Tip: The VA is available to help you from the start. Check in with your Regional Loan Center for guidance.
You’ll want to find a real estate agent who is familiar with VA home loans, which are offered by private lenders but partially guaranteed by the Department of Veterans Affairs, and a lender that participates in the program. Luckily for you, most lenders do, and many veterans groups provide lists of VA-friendly real estate professionals. In each case, talk to more than one. With lenders, be sure to compare interest rates, discount points, closing costs and credit requirements.
Unlike an official pre-approval, this is an informal estimate from the bank about how much you can afford to spend on a home, and will generally tell you how much the bank is willing to lend you. Because it’s not an official pre-approval, a pre-qualification is usually free and non-binding. Keep in mind that you may pre-qualify for more than you have budgeted. Be sure to know what you can afford and stick to that number.

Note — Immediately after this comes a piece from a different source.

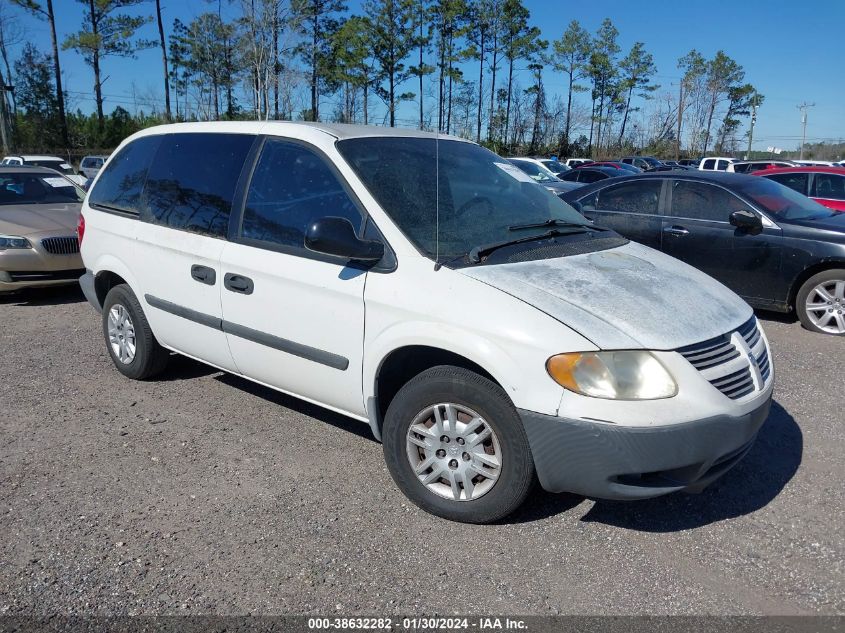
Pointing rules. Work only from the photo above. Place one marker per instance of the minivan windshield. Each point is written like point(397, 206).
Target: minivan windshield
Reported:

You will likely work with your real estate professional and lender for this part, but you want to make sure that the agreement contains a VA option clause. During this stage, you’ll probably want to start gathering your pay stubs and bank statements and other documents for your mortgage. These documents will also come in handy when you are ready to apply for the VA home loan.
Work with your lender to complete the loan application. You’ll need your purchase agreement and a variety of other documentation, such as paystubs, tax forms, and bank statements, plus forms from the VA.
Loan processing can take a few weeks or more, and will include a mandatory appraisal for the VA. Usually, your lender will arrange this and the VA will sign off on it. This appraisal, which may be more stringent than a conventional appraisal, looks at the condition of the home and its value and is meant to protect both you and the lender. It generally costs a fee and typically takes at least 10 days.
Tip: Now may be a good time to order an inspection of the home, to make sure there are no hidden problems with the property.
The lender will generally choose a title company and attorney to conduct the closing. A representative of your lender will likely coordinate the date and time that the property is transferred to you.